How to catch exception to backtrack(or Delimited Continuations) in Prolog?

问题

I'm new to Prolog and trying to know some example for catch/3.

The code I want to run is here. (Using swi-prolog v8.0.3)

mylib.pl

mylib([1,2]).
mylib(1).
test(X):- mylib(X), length([1],X).

then consult it in swipl then run the following command.

catch(test(X),error(Err,_Context),format('catch')).

So here I want to catch the typeError exception and get X = 1. But the result is catching the exception and nothing continues. So what should I do to reach my target?

Running messages here.

catch
Err = type_error(integer, [1, 2]),
_Context = context(length/2, _12488).

UPDATE1: I have tried to modify the mylib.pl to the following:

mylib([1,2]).
mylib(1).
test(X):- mylib(X),catch(length([1],X),error(Err,_Context),format('catch')).

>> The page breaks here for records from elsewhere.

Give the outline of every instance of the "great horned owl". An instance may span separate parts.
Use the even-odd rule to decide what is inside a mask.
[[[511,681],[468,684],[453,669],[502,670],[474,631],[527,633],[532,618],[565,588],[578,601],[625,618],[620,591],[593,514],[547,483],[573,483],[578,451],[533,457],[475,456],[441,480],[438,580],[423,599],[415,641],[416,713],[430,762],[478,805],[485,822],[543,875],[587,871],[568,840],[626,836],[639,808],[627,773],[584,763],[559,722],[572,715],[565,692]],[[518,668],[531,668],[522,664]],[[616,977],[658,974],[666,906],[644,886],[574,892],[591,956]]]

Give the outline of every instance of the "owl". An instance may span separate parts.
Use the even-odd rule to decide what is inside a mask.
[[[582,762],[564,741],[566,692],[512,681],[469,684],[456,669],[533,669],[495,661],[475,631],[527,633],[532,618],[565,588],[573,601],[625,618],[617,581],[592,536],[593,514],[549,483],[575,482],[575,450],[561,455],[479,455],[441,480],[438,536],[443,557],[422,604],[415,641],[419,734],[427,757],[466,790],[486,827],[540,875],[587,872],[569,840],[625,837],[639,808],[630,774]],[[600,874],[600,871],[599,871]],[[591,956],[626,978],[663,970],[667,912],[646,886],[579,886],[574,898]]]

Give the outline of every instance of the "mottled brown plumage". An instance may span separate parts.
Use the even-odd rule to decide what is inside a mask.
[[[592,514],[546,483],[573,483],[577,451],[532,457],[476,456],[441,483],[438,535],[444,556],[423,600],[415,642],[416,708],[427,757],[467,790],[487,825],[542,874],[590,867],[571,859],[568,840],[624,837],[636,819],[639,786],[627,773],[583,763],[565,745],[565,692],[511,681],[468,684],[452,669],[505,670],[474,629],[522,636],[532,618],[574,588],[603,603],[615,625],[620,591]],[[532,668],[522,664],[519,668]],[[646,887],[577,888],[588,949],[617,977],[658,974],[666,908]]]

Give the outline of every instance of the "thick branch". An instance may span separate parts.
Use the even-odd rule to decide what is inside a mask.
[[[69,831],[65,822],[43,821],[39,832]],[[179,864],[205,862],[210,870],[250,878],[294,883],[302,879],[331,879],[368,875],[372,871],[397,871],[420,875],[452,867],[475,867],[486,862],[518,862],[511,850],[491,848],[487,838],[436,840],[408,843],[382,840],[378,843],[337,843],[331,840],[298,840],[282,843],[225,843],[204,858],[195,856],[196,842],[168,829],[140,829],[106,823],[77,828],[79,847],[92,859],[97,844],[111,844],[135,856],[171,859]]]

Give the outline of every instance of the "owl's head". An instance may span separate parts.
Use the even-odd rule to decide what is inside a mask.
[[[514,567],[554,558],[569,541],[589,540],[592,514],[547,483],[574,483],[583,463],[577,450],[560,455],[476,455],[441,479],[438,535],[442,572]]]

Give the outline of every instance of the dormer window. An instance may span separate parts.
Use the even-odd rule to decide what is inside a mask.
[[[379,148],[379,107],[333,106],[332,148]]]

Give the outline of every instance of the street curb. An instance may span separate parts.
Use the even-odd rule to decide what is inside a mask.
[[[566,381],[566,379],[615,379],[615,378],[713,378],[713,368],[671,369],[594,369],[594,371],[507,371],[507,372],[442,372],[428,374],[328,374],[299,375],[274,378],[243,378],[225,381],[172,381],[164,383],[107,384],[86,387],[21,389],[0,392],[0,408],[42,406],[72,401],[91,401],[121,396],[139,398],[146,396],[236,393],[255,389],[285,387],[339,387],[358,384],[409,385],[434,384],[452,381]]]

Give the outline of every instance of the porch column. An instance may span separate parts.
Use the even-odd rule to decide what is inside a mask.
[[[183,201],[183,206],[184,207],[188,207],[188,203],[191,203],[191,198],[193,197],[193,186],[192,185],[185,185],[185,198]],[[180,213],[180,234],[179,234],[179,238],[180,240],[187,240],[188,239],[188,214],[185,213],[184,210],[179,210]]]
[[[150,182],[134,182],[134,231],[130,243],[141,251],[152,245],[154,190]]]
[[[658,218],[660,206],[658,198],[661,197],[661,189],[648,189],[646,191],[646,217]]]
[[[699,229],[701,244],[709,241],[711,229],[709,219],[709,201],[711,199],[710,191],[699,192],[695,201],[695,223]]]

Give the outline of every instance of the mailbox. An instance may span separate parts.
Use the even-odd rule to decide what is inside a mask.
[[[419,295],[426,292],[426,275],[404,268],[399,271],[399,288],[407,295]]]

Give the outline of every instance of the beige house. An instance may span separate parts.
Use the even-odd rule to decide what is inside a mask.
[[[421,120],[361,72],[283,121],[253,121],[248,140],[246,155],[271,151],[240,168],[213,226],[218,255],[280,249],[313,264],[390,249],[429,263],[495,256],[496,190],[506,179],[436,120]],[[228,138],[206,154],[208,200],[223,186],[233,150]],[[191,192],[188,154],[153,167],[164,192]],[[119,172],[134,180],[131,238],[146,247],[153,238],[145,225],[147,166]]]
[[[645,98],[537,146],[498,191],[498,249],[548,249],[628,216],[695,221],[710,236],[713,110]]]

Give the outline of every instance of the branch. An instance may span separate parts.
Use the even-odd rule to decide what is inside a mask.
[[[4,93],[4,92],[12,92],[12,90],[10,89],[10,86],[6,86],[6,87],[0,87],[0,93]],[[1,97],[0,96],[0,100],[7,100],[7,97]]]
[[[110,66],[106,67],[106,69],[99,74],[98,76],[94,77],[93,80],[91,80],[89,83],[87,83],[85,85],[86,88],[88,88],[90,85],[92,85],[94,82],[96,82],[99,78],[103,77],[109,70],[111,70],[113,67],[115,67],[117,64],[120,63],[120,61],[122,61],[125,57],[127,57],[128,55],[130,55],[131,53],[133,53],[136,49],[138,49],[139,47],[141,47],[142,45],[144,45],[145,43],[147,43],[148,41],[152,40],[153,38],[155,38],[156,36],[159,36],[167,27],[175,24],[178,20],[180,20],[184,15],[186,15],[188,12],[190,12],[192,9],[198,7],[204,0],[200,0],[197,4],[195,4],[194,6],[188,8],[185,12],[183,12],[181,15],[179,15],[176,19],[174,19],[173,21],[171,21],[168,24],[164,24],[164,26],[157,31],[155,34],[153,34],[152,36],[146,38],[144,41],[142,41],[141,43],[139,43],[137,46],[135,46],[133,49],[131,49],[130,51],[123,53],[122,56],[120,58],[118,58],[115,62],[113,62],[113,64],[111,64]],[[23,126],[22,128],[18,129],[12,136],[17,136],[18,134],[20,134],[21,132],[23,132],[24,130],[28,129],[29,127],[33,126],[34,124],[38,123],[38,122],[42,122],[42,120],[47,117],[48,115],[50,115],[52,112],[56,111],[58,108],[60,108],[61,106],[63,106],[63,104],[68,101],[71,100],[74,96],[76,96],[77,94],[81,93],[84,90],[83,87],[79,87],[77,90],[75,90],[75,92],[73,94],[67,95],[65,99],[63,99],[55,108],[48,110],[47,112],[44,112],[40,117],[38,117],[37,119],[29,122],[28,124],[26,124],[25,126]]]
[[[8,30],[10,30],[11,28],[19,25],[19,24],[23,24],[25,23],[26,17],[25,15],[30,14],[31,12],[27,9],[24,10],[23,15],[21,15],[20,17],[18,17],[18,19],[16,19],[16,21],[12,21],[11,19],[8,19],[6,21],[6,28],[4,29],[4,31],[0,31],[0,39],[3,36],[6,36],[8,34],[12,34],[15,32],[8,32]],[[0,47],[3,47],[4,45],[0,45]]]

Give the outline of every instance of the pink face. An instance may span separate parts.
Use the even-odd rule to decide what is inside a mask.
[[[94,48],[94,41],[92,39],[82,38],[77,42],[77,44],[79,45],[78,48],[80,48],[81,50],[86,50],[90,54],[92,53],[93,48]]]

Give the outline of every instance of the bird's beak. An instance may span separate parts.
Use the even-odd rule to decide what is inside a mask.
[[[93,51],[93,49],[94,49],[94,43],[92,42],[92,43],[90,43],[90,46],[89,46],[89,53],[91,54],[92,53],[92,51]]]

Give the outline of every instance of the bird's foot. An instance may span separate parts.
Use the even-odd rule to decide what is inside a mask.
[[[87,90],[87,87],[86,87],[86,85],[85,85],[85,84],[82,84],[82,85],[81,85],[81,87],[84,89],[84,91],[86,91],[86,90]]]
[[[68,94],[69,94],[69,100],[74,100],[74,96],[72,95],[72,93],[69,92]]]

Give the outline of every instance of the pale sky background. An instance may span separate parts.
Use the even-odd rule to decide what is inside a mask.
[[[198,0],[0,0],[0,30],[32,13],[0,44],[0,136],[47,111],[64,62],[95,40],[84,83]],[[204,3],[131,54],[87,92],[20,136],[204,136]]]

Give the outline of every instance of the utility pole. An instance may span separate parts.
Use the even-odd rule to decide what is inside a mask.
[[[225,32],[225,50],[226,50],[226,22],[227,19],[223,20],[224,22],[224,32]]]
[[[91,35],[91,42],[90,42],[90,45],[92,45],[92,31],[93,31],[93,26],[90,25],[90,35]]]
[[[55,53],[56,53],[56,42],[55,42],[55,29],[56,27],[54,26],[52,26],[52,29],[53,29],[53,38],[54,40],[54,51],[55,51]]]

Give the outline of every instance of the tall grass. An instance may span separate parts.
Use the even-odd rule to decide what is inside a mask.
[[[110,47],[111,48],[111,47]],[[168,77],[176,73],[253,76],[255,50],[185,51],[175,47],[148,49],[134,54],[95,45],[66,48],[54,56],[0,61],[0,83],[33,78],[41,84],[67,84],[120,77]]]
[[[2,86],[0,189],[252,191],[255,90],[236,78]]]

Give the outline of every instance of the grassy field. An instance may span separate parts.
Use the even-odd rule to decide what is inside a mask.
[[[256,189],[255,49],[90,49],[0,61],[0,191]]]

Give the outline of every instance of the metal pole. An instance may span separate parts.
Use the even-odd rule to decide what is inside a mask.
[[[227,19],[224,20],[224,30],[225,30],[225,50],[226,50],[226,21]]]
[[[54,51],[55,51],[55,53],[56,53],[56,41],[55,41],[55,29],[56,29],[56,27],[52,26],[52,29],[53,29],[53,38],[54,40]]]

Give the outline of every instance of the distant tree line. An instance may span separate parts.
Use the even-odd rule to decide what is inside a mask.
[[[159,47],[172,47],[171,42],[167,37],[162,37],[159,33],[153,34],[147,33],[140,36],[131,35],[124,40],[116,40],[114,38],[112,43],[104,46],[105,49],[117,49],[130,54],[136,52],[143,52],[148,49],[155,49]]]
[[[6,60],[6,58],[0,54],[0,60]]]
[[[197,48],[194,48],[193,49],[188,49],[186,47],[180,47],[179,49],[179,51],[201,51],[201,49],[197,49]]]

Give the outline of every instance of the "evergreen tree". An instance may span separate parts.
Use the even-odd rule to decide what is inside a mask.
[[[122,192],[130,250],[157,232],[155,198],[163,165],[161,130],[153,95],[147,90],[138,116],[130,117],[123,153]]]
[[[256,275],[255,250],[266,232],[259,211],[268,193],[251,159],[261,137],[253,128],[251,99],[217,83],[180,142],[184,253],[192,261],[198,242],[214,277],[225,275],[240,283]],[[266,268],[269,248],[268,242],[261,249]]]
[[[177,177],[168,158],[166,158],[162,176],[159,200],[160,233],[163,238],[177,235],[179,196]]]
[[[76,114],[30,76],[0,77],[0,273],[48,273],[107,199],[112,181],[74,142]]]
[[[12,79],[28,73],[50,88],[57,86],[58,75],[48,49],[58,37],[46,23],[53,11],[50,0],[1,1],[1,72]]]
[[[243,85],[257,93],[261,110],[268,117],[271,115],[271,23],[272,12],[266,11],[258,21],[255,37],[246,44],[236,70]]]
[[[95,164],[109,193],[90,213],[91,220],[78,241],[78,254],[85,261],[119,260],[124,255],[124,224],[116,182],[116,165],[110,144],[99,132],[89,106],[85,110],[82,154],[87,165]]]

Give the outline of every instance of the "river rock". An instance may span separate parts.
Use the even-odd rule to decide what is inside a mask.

Then run test(X). command and got following result.

?- test(X).
catch
X = [1, 2] ;
X = 1.

But what I want is skipping the X = [1, 2]

UPDATE2: got this from reddit I'm exploring the usage of reset/3 and shift/1. It will be great if someone could give an example.

回答1:

Use Prolog's inbuilt failure and backtracking:

mylib([1,2]).
mylib(1). 
test(X):- 
    mylib(X),
    integer(X), % will fail on list, backtrack until a passing value for X is found, i.e. 1
    length([1],X).

回答2:

Only a few Prolog systems provide shift/reset, mostly those that use it for recursive tabling. But if your Prolog system does not have shift/reset, you might help yourself with a meta-interpreter:

solve([], ok).
solve([shift|Y], S) :- !, S = stop(Y).
solve([reset(X,Y)|Z], S) :- !, solve(X, Y), solve(Z, S).
solve([X|Y], S) :- rule(X, L, Y), solve(L, S).

The above returns ok or stop(continuation), depending whether a shift/0 happened or not. The continuation is delimited with reset/2. To have a throw ball, extend it to shift/1 and reset/3.